Personal information
- Full name: Samakou Nomoko Touré
- Date of birth: 20 March 2008 (age 18)
- Place of birth: Mali
- Height: 1.80 m (5 ft 11 in)
- Position: Winger

Team information
- Current team: Barcelona B

Youth career
- 0000–2016: Cornellà
- 2016–: Barcelona

Senior career*
- Years: Team / Apps / (Gls)
- 2025–: Barcelona B / 14 / (2)

International career^{‡}
- 2024–: Spain U17 / 5 / (2)

= Sama Nomoko =

Spanish footballer (born 2008)

Samakou Nomoko Touré (born 20 March 2008) is a professional footballer who plays as a winger for Segunda Federación club Barcelona Atlètic. Born in Mali, he is a Spain youth international.

==Early life==
Nomoko was born on 20 March 2008. Born in Mali, he grew up in Catalonia, Spain.

==Club career==
As a youth player, Nomoko joined the youth academy of Spanish side Cornellà. Following his stint there, he joined the youth academy of Spanish La Liga side Barcelona in 2016, where he spent four years with the club's seven-a-side youth teams. Ahead of the 2025–26 season, he as promoted to their under-19 team.

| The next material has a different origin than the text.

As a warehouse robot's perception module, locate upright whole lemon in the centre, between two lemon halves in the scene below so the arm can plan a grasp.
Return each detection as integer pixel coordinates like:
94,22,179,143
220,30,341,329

On 17 December 2025, it was confirmed Nomoko had ruptured his Anterior cruciate ligament (ACL) and undergone surgery.

==International career==
Nomoko is a Spain youth international. During October and November 2024, he played for the Spain national under-17 football team for 2025 UEFA European Under-17 Championship qualification.

==Style of play==
Nomoko plays as a winger and is right-footed. Spanish news website Relevo wrote in 2022 that he is "a highly skilled winger with a great change of pace, he can play on both sides. He's a good crosser and a good one-on-one player to beat his opponent".